Dean lo osservò preoccupato, mentre guidava verso il motel. Avrebbe dovuto chiedergli cosa gli fosse accaduto.
La salvezza di Castiel dipendeva da quest’incontro, l’angelo sperava solo di riuscire a sopravvivere in quei mesi e riuscire a rispettare l’accordo, altrimenti… le aspettative per il suo futuro sarebbero state terribili. Giunsero al motel in pochi minuti, il cacciatore si premurò di prendere in braccio Castiel e portarlo nella stanza sua e di suo fratello, adagiando poi il ragazzo addormentato sul letto. L’ex-angelo avvertì ogni suo movimento, senza però riuscire a reagire, non aveva nemmeno la forza di aprire gli occhi, tanto fosse sfinito in quel momento.
Dean notò che Sam non fosse ancora tornato, sicuramente era ancora in biblioteca a leggere qualche stupido libro, dopo aver fatto le solite ricerche che sarebbero servite per il caso che seguivano - misteriose sparizioni legate proprio ai vampiri – in quella città.
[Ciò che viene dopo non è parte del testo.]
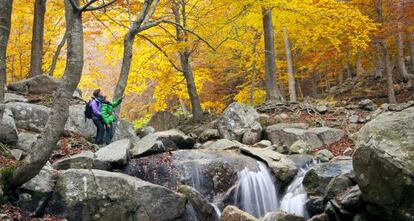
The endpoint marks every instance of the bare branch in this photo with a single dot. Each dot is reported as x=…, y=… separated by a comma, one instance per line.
x=100, y=6
x=162, y=51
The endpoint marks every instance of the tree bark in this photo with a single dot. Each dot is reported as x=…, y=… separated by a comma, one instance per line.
x=388, y=70
x=272, y=90
x=291, y=74
x=37, y=158
x=57, y=53
x=5, y=25
x=181, y=18
x=36, y=59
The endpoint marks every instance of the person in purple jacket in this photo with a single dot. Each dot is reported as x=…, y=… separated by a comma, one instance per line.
x=96, y=105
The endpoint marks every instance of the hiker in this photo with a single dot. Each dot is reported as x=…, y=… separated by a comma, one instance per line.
x=108, y=118
x=93, y=111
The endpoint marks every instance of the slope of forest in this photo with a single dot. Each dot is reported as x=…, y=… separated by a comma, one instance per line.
x=234, y=110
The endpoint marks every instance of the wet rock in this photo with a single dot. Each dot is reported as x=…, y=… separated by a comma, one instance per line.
x=324, y=155
x=282, y=216
x=101, y=195
x=224, y=144
x=318, y=177
x=84, y=160
x=209, y=134
x=367, y=105
x=240, y=122
x=328, y=135
x=34, y=194
x=282, y=167
x=203, y=209
x=42, y=84
x=8, y=130
x=385, y=145
x=232, y=213
x=210, y=172
x=116, y=153
x=163, y=120
x=161, y=142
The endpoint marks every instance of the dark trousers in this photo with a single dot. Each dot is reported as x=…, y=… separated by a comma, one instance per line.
x=109, y=133
x=100, y=131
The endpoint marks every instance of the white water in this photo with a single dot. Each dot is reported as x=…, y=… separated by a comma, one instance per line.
x=256, y=193
x=295, y=198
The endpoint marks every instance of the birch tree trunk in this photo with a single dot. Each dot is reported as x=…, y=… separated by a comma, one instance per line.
x=37, y=158
x=272, y=90
x=181, y=18
x=291, y=74
x=5, y=25
x=36, y=59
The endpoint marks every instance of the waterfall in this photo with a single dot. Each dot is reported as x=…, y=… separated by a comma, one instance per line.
x=295, y=197
x=256, y=193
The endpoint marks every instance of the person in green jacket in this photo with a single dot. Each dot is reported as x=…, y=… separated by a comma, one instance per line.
x=109, y=118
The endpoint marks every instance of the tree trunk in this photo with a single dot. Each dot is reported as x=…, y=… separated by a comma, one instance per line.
x=5, y=24
x=291, y=74
x=400, y=44
x=37, y=158
x=181, y=18
x=359, y=69
x=272, y=90
x=57, y=53
x=388, y=70
x=36, y=59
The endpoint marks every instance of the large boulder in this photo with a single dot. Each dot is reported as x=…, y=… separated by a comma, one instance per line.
x=204, y=210
x=29, y=116
x=209, y=172
x=318, y=177
x=42, y=84
x=281, y=165
x=84, y=160
x=328, y=135
x=232, y=213
x=163, y=120
x=8, y=130
x=106, y=196
x=33, y=195
x=116, y=153
x=284, y=135
x=384, y=164
x=240, y=122
x=161, y=142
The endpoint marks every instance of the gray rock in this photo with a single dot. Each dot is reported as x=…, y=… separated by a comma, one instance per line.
x=84, y=160
x=42, y=84
x=328, y=135
x=116, y=153
x=161, y=142
x=319, y=176
x=29, y=116
x=232, y=213
x=209, y=134
x=285, y=137
x=224, y=144
x=367, y=104
x=33, y=195
x=8, y=130
x=10, y=97
x=106, y=196
x=282, y=216
x=163, y=120
x=324, y=155
x=240, y=122
x=26, y=141
x=204, y=210
x=385, y=144
x=282, y=167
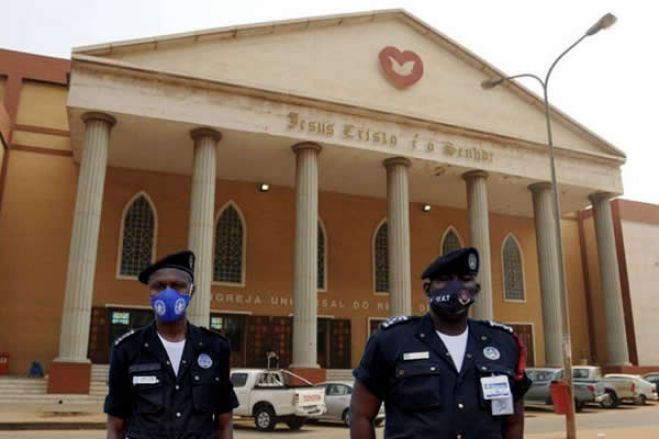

Era strano essendo le dieci di sera passate, che non fosse ancora tornato, il minore sarebbe già dovuto essere di ritorno, ma probabilmente, si disse il maggiore, era andato in qualche bar a bere qualcosa, dimenticando di avvisarlo che avesse tardato, come suo solito. Forte di questo pensiero lievemente positivista, si prese qualche istante per osservare il giovane che lo aveva salvato ben due volte dai vampiri, il quale giaceva nel suo letto. Sembrava stanco, come se non dormisse da giorni, e si chiese quale fosse la sua storia, cosa gli fosse accaduto, il perché fosse in quello stato e il perché fosse così bello, angelico, avrebbe detto.
Capelli corvini, pelle pallida e occhi blu, di un blu che Dean non aveva mai visto in vita sua, persino quell’assurdo e fuori moda trench che indossava gli conferiva un’aria – avrebbe osato dire – attraente.
Come mai era un cacciatore? Cosa lo aveva spinto ad intraprendere quella strada, costellata di dolore e mancanze? E soprattutto, come mai appariva sempre per salvargli la vita? Era successo a distanza di pochi giorni, eppure Dean non poteva non pensarci.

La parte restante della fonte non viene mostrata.